Abelson and Sussman isnt your everyday intro text. Things start off easily enough with Chapter 1, Section 1 having you find square roots using Newtons method.
Section 2 deals extensively with why some algorithms are better than others (better in most cases meaning significantly faster) and has you write a function that tests for the primality of some number. This section is worth paying a lot of attention to--it thoroughly describes the various orders of certain algorithms (O(n2), O(n), O(log n), etc.) and gives you some mental tools with which to reduce the order of your algorithm (that elusive O(log n) algorithm is much faster than that intuitively obvious O(n2) one).
Section 3 introduces the idea that functions are just another kind of data, and in particular that functions can take other functions as parameters, and/or can return functions as their values. This is one of Lisps more unique features as a language--there is no enforced distinction between code and data. Functions can be passed as arguments, returned as values, stored in variables, etc. In chapter 1, a good grasp of procedural abstraction is conveyed in only sixty-seven pages.
Chapter 2 is about data abstraction. Section 1 covers how you might implement arithmetic operators for rational numbers, such as 1/3. A later example describes interval arithmetic, such as is used every day by engineers who use electronic components that have tolerance ranges, such as a resistor that is within 5% of having 10 ohms of resistance.
Section 2 provides a lucid discussion of hierarchical data, such as trees, and covers such seemingly divergent examples as symbolic differentiation, representing sets, and Huffman encoding trees.
Section 3 revolves around the notion that the representation of data should be irrelevant to whatever uses the data, assuming that the published interface remains the same. The example of complex numbers is used; complex numbers can be expressed either in rectangular form (real part and imaginary part) or polar form (magnitude and angle). The user of the complex number system should neither know nor care which representation is being used (in fact, both might be used at different times). A complex arithmetic system is implemented to demonstrate this idea, and is then generalized to demonstrate data-directed programming.
Section 4 deals with defining generic operators that can manipulate data of varying types. The exercises in this section integrate the normal arithmetic functions with the rational and complex ones that you wrote in earlier exercises. Problems of data type coercion are dealt with. The example of adding symbolic algebra (adding and multiplying univariate polynomials) is given, demonstrating that by taking advantage of the generic arithmetic operators, the polynomial functions can operate on polynomials with coefficients of any type known by the generic arithmetic functions. If coercion was added according to a prior exercise, then the functions can also handle polynomials with differing types of coefficients. Rational functions (rational numbers whose numerators and denominators are polynomials) are also added to the generic arithmetic system.

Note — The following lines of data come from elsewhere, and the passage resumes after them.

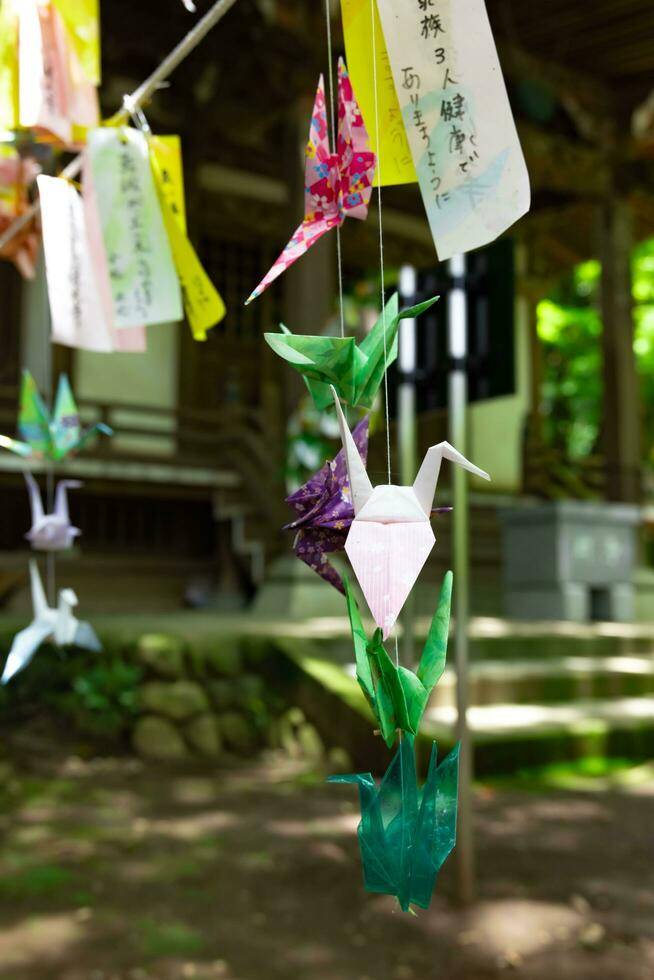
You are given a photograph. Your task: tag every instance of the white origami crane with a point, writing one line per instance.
(58, 625)
(51, 532)
(391, 536)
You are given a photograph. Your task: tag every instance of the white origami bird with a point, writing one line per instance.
(51, 532)
(391, 536)
(58, 625)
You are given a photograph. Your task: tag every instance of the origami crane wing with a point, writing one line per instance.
(33, 421)
(66, 427)
(320, 165)
(336, 184)
(321, 212)
(356, 160)
(435, 835)
(67, 433)
(325, 512)
(66, 623)
(23, 648)
(378, 354)
(321, 361)
(324, 500)
(406, 833)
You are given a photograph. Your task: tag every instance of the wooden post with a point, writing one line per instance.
(621, 420)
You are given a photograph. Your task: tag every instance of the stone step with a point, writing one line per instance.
(555, 679)
(508, 737)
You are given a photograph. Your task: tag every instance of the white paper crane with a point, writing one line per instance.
(391, 536)
(51, 532)
(58, 625)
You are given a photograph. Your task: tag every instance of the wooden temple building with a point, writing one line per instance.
(187, 498)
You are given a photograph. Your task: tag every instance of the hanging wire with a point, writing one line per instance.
(382, 280)
(332, 114)
(50, 561)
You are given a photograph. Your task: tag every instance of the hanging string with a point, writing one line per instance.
(142, 94)
(50, 561)
(332, 113)
(382, 280)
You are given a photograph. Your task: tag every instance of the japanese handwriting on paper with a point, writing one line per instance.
(454, 109)
(130, 188)
(75, 273)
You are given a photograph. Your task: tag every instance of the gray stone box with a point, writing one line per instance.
(570, 560)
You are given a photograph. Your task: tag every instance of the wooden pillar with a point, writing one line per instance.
(621, 402)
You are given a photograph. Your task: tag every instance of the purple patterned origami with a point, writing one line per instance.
(325, 512)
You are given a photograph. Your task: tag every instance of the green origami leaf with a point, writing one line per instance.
(398, 696)
(355, 371)
(407, 832)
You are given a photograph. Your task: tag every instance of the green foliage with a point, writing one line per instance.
(570, 328)
(104, 696)
(158, 939)
(34, 882)
(97, 692)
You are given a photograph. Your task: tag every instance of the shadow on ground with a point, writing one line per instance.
(112, 871)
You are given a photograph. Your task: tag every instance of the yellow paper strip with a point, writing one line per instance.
(394, 154)
(167, 154)
(82, 20)
(8, 67)
(202, 303)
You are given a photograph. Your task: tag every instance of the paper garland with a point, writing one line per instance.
(117, 256)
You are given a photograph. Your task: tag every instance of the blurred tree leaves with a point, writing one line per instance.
(570, 327)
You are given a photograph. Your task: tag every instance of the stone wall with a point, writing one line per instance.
(209, 700)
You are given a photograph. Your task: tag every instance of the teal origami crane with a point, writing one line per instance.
(398, 696)
(49, 435)
(355, 370)
(406, 832)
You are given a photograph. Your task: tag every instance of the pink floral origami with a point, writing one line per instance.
(337, 185)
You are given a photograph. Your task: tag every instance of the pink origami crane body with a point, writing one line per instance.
(391, 536)
(337, 185)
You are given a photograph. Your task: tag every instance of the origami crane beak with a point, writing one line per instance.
(360, 485)
(427, 479)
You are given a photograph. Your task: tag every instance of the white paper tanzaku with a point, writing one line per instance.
(75, 305)
(455, 107)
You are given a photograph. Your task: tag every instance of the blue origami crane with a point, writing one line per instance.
(406, 832)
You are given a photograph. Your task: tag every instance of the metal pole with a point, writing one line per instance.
(407, 431)
(457, 403)
(140, 95)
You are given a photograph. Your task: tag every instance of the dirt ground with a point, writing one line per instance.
(113, 871)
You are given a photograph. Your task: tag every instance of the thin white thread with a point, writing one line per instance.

Chapter 3 is perhaps the most interesting chapter in the book, in my opinion. It talks about issues of Modularity, Objects, and State. Section 1, interestingly, talks about assignment. It may seem rather strange to have a textbook not get around to mentioning assignment until 167 pages have gone by, but the thing that most people dont seem to understand about Lisp is that its not one of the so-called procedural languages. It is rather one of the so-called functional languages. Functional doesnt mean that the language does things; it means that everything in Lisp is a function that returns some value. There is an entire branch of computer science devoted to the exploration of this approach to programming (for example, theres an interesting beast called the applicative-order Y-combinator that allows you to write recursive functions without naming them--that is, without using assignment--a task that, on the face of it, seems impossible).
Section 2 explains in depth exactly what environments are, and how they influence how expressions are evaluated, and their relationship to variables and internal definitions.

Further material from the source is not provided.